Saturday, October 25, 2014

Episode 47: Hypersomnolence, OR Sleeping Too Damned Much, OR I Want My Life Back

I've mentioned hypersomnolence on the show many times, but what exactly does it mean?  How does hypersomnolence affect one's day-to-day life?

A typical day.
Of course, "hyper" means too much of something, and "somnolence" means sleepiness. And I have been dealing with this strange and debilitating condition for the past six-plus years. The official diagnosis is idiopathic hypersomnolence; "idiopathic" simply is medspeak for "We don't know why the hell it's happening." More frequently than not, it seems, idiopathies end up being caused by brain pathologies, and recent studies on this condition point toward the same.

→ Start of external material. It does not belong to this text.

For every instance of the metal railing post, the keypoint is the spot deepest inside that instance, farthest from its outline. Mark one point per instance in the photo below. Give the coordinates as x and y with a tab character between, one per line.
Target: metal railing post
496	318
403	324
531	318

Another term used is primary hypersomnolence; this means the problem is due to its own cute self and not something else going on in the body.

Another typical day.
Hypersomnolence can also occur due to other health conditions, such as cancer, in which case it's known as secondary hypersomnolence. Whatever is happening to me is slow-moving, and most cancers aren't, so I'm not overly concerned about that. As any faithful viewers know, I suspect I may have myotonic dystrophy and am waiting for my DNA results as we speak. This is a genetic neuromuscular condition, and one of its hallmarks is--you guessed it, sports fans, hypersomnolence. But whether or not I have myotonic dystrophy, there's no doubt (and I have scientific evidence, as described below) that I have, indeed, been blessed with hypersomnolence.  Lucky me.

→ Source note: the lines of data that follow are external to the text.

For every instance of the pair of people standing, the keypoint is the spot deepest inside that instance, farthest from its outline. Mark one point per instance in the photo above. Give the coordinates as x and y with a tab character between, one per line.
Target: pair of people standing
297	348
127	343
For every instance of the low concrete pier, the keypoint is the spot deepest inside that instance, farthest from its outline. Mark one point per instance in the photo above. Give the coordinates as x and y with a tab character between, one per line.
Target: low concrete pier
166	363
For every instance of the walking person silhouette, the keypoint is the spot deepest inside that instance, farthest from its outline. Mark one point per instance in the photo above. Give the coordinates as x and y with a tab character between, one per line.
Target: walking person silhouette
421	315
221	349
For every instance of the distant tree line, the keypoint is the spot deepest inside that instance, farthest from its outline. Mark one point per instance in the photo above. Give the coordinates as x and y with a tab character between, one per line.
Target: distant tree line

And, yes, yet another typical day.
I've always tended toward sleepiness, particularly having trouble waking and getting out of bed in the mornings and, in recent years, the afternoons and even some evenings. Yet I managed to get going all through school and most of my work years, kicking and screaming all the way. I used to sleep in until 1 or 2 on the weekends and would feel a little guilty for it--but that was nothing compared to what I've experienced since 2006 or 7.



Sunday, October 12, 2014

Episode 46: With Accolades and Self-Flaggelating Gratitude for the Most Eminent Human Doctor A, OR Thanks, Good Doctor, for the DNA Test

The title just about says it all. But, for the long version, read on:

This past Wednesday I saw Dr. A for my routine neurology checkup--this one, of course, the first after having met my nemesis in a bizarrely unhelpful neurologist at Johns Hopkins Neuromuscular Clinic, which actually made this local appointment slightly less than routine.

Yet I felt defeated before going in. What would be the point of trying to convince Dr. A that Dr. Red Queen (RQ) of Hopkins had not properly examined me or considered my medical history when she'd come up with her unequivocal veto of any possibility that I might actually have myotonic dystrophy?

If the woman had spoken to me with the slightest curiosity or compassion, I might have more easily accepted her assessment. Unfortunately, I maintain to this day that she subjected me to quite the opposite.

But this is not meant to rehash a story already told in a previous episode.

The issue at hand today had everything and nothing to do with Dr. RQ.

Trying to convince one doctor that another has treated you badly is akin to having to convince someone of your sanity.  Try it sometime.

However, I've have learned through long, hard experience that doctors are not infallible, beginning when I, at twenty years of age, disagreed with my eldest son's pediatrician who told me my firstborn, then about five months old and about whom fellow church members had expressed concern he might have hydrocephalus, was merely a "right-handed baby with a funny-looking head." That's exactly what he said--I realize now in a possibly unfortunate attempt to sound lighthearted and relieve my worry.

But I had reason to worry back then.  My insistence that my baby be seen at Children's Hospital National Medical Center revealed his skull was closing up prematurely and, if it weren't opened by a surgeon, would result in terrible brain damage--a condition called craniosynostosis. Oh, and he wasn't just "right handed"--he'd held his chubby little fist to his chest because his premature birth had resulted in a cerebral hemorrhage. His entire left side was partially paralyzed. And the reasons for all of the problems, I might add, are consistent with pregnancies in women with myotonic dystrophy.)

My point is this:

I don't always agree with a physician tells me, though if one were to mount a study on the many encounters I've had with doctors of many types and specialties one would conclude I've been a respectful and mostly cooperative patient. I'm just not willing to give up my right to think for myself.